Historically, Rio's population grew primarily as a result of domestic migration, which in some years accounted for two-thirds of the city's increase, although many people immigrated from European countries as well. Government policies began restricting foreign immigration in the 1930s, causing the proportion of foreigners in the former Federal District to decline from 30 percent in 1890 to 7 percent in 1960. By that time, almost half of the city's population were Brazilian migrants, most of them born in the states of Rio de Janeiro, Minas Gerais, and Espírito Santo. The largest groups of foreign born immigrants in the Greater Rio area included those from Portugal, Italy, and Spain.

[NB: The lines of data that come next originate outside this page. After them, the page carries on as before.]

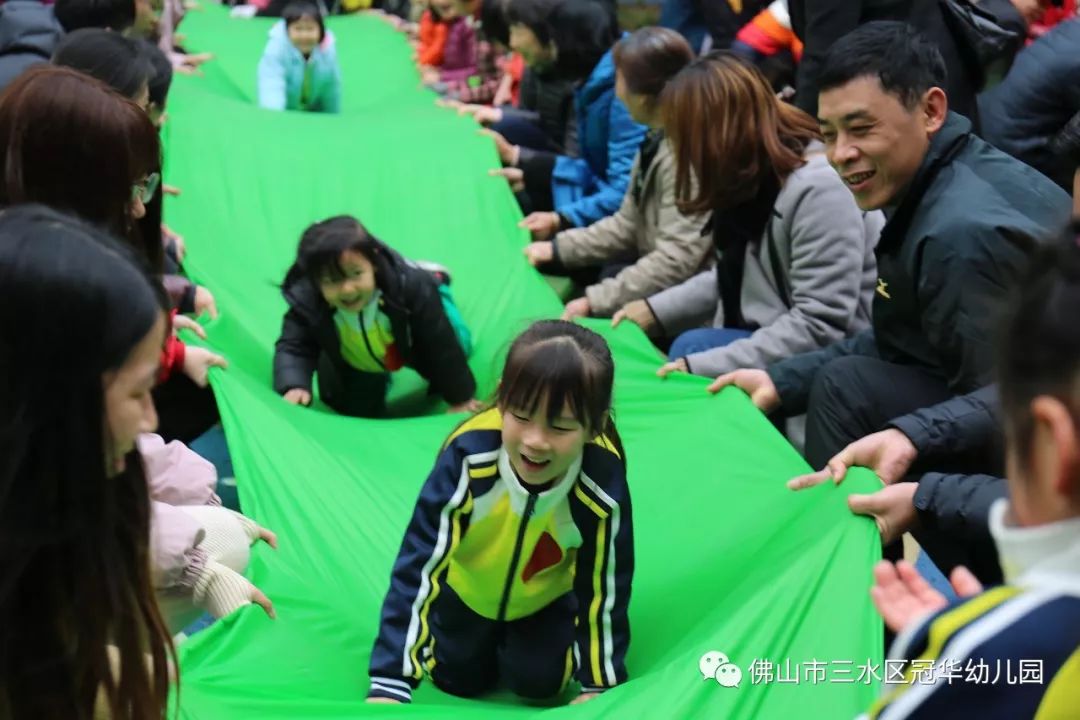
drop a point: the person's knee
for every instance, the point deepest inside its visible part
(461, 681)
(687, 343)
(535, 682)
(837, 383)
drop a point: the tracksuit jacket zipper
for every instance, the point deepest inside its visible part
(515, 558)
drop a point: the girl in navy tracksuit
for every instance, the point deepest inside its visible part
(517, 562)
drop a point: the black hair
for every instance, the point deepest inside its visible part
(649, 57)
(1039, 341)
(108, 14)
(582, 30)
(109, 56)
(73, 534)
(322, 244)
(161, 72)
(300, 9)
(493, 17)
(903, 59)
(567, 364)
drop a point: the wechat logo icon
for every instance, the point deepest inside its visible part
(715, 665)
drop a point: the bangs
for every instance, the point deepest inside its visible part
(555, 371)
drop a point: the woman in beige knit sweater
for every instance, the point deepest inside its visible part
(648, 245)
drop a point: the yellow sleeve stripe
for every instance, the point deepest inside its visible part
(594, 608)
(489, 419)
(1064, 691)
(602, 513)
(942, 629)
(483, 471)
(436, 571)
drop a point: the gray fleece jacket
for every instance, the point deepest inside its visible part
(824, 245)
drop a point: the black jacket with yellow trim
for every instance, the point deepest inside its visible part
(508, 554)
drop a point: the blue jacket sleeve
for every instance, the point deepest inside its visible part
(604, 573)
(624, 138)
(396, 665)
(271, 77)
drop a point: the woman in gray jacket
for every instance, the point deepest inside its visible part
(795, 267)
(648, 244)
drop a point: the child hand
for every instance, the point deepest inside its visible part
(205, 302)
(902, 595)
(584, 697)
(198, 362)
(539, 253)
(541, 225)
(675, 366)
(185, 323)
(298, 396)
(515, 176)
(508, 152)
(579, 308)
(468, 406)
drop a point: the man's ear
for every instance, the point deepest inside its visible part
(935, 109)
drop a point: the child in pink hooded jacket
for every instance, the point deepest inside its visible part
(199, 548)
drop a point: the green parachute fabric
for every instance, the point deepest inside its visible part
(728, 559)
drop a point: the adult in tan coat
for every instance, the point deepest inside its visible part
(648, 245)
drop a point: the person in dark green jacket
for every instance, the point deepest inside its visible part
(963, 219)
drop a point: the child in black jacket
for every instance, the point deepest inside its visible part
(358, 311)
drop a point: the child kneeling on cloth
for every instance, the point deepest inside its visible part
(518, 559)
(359, 311)
(1028, 630)
(299, 68)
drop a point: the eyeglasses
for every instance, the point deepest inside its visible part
(144, 191)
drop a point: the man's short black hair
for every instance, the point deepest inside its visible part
(902, 58)
(108, 14)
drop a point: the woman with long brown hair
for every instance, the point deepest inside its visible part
(81, 330)
(69, 141)
(794, 254)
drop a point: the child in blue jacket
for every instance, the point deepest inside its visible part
(518, 559)
(299, 68)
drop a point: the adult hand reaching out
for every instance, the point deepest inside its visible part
(755, 383)
(541, 225)
(198, 362)
(515, 176)
(637, 312)
(508, 152)
(298, 396)
(889, 453)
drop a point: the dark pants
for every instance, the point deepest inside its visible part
(701, 339)
(185, 410)
(532, 656)
(352, 392)
(856, 395)
(518, 131)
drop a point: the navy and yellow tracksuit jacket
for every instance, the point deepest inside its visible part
(508, 553)
(1008, 653)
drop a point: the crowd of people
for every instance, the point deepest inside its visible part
(851, 211)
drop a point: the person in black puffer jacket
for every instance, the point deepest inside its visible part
(358, 311)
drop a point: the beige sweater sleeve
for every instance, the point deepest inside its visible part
(672, 247)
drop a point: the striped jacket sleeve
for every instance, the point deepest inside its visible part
(396, 665)
(605, 570)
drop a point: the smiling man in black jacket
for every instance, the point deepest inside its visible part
(963, 218)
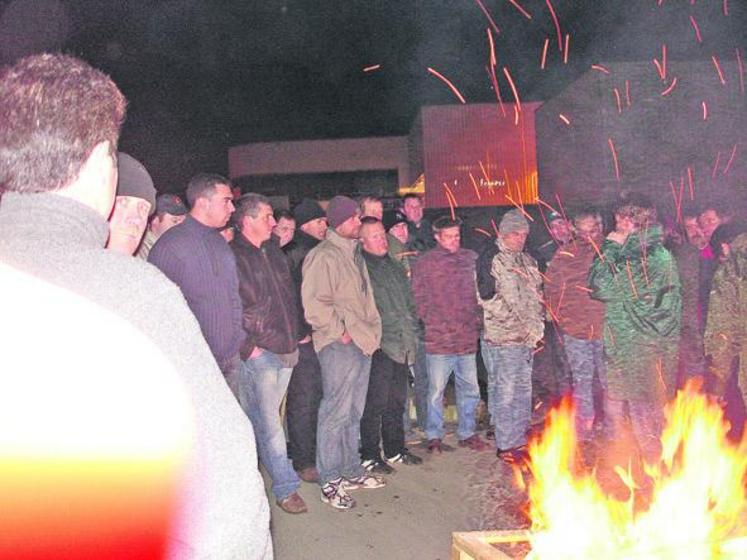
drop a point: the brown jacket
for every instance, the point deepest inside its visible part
(268, 297)
(567, 293)
(337, 295)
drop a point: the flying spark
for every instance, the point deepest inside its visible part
(522, 10)
(740, 67)
(448, 83)
(544, 54)
(513, 87)
(731, 159)
(556, 23)
(718, 69)
(487, 15)
(696, 28)
(614, 158)
(670, 88)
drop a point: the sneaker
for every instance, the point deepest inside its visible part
(309, 474)
(335, 495)
(377, 466)
(364, 481)
(405, 457)
(474, 442)
(293, 504)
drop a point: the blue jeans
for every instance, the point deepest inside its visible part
(263, 387)
(586, 358)
(646, 420)
(487, 358)
(440, 367)
(420, 377)
(345, 371)
(512, 376)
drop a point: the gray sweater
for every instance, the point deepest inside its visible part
(223, 511)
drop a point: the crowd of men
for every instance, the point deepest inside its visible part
(320, 318)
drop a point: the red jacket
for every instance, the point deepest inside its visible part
(445, 292)
(568, 295)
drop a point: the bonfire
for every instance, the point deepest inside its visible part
(695, 506)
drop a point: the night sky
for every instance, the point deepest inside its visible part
(201, 76)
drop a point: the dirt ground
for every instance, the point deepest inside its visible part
(412, 518)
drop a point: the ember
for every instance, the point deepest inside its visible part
(697, 507)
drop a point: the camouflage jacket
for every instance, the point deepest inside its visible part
(515, 315)
(639, 283)
(726, 328)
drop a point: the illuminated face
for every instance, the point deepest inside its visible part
(708, 221)
(560, 231)
(284, 230)
(413, 209)
(227, 234)
(259, 228)
(624, 224)
(219, 207)
(350, 227)
(515, 240)
(449, 239)
(161, 224)
(373, 208)
(399, 232)
(127, 224)
(315, 228)
(373, 239)
(589, 228)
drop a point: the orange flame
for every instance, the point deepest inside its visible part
(698, 505)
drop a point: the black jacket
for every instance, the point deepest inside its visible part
(296, 251)
(268, 297)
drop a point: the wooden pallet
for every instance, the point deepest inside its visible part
(478, 545)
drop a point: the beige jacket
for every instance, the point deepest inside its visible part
(337, 295)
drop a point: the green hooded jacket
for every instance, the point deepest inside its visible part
(726, 328)
(399, 323)
(639, 283)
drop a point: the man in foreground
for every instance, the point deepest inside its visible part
(58, 168)
(445, 291)
(339, 304)
(387, 386)
(197, 259)
(270, 348)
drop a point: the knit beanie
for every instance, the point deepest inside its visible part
(134, 180)
(392, 218)
(513, 220)
(307, 210)
(340, 209)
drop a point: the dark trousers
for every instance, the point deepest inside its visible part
(302, 407)
(385, 405)
(551, 374)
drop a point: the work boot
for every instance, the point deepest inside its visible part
(309, 474)
(474, 442)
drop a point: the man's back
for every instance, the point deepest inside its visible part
(198, 260)
(224, 512)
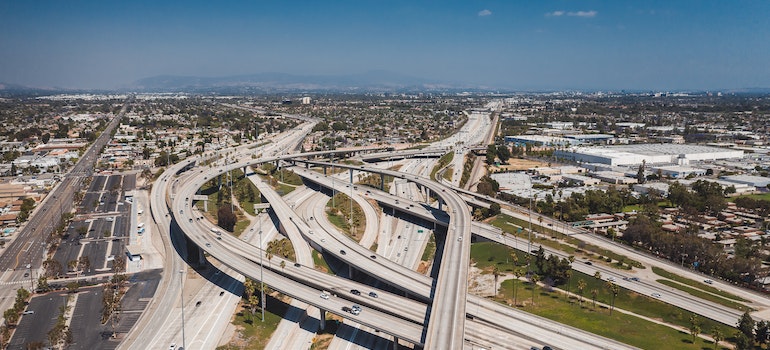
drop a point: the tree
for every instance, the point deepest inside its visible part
(614, 290)
(694, 327)
(640, 173)
(516, 274)
(42, 284)
(226, 218)
(534, 278)
(742, 342)
(11, 316)
(746, 325)
(581, 285)
(761, 333)
(718, 336)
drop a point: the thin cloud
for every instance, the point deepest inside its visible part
(587, 14)
(584, 14)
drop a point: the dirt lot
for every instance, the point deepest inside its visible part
(521, 164)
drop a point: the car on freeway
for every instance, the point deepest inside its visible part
(355, 309)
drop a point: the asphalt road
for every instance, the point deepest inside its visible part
(28, 246)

The 1950s were Rio's decade of greatest proportional growth, with the city expanding by nearly 40 percent and the suburbs almost doubling. However, with the transfer of the national capital to Brasília in 1960, the rhythm of population growth in the city declined. Most internal migrants were directed to other municipalities of the metropolitan region, leaving Rio to rely more on the birth rate within its own boundaries. Still, the city's population grew steadily and did not begin to taper off until the 1990s, when Rio's limited space, then near saturation, served to restrict further growth. With improved access to the West Zone beginning in the late 20th century, growth again began to pick up.

At the beginning of the 21st century, more than four decades since Rio ceased to be the national capital, a large proportion of federal employees were still based there, along with tens of thousands of state and city workers. Moreover, retirees from public service jobs continued to constitute a significant element of Rio's population.